Ketika bangku itu kini sepi, tiada lagi yang panjang bercerita. Dengan secangkir teh jahe atau kopi tanpa gula, menemanimu dalam panjang sabarku akan berliku kisahmu. Setiap kalimat mendayu di telinga, menambatkan cinta tanpa masa.
Hanya bekas puntung yang lupa aku bersihkan, untuk menandai kamu dan semua kisah itu. Bawa aku serta berlayar mengarungi indahnya kangen tak berkesudahan. Manikamkan rasa teramat dalam, di ujung pagi dan malam.
Tak ada lagi yang nyaring bunyikan vokal dalam rangkaian konsonan, melambaikan arah marah atau merah kesemuan, sekedar penanda peduli berbagi.
Damaiku adalah saat kicau burung itu menyanyi bersamamu, atau semilir angin dari bunga asoka kuning, merah dan orange yang tertata rapi di samping bangku kita.
Mungkin sudah disabdakan, akulah tulangmu yang hilang, melengkapi keberadaanmu dalam tangis dan tawa.

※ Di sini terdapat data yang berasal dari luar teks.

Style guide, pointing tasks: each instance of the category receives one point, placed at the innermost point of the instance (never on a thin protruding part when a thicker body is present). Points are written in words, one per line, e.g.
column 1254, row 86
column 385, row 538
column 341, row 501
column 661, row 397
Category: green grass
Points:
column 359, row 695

Malam ini kupanjatkan doa untukmu, wahai kekasih. Walau aku tak boleh sepenuh mencintaimu karena ada Dia yang tak bisa aku duakan. Dia lah yang menjaga kita, merawat kebersamaan dan juga menuntun kita ke shirotol mustakim.
Damaiku adalah saat tangan kita bergandeng tangan dan mengusap rambutmu yang tak lagi hitam. Melihat anak-anak kita yang tumbuh dewasa satu demi satu. Menciumi mereka bagai satu kesatuan. Syair kehidupan kita rangkai bait demi bait.
Cepatlah pulang, gemericik air ini butuh di siram ke tanaman. Percikan airnya yang selalu kita buat ayunan.Siulan burung itu menunggumu datang. Kokok ayam yang biasa kita goda selalu tak sabar untuk melihat kita.
Kekasih, ada saatnya memang kita berjarak. Agar kerinduan selalu terpupuk oleh masa namun kesunyian terlalu memaksa berlagu sehingga aku tak mampu mengalunkan irama yang senada.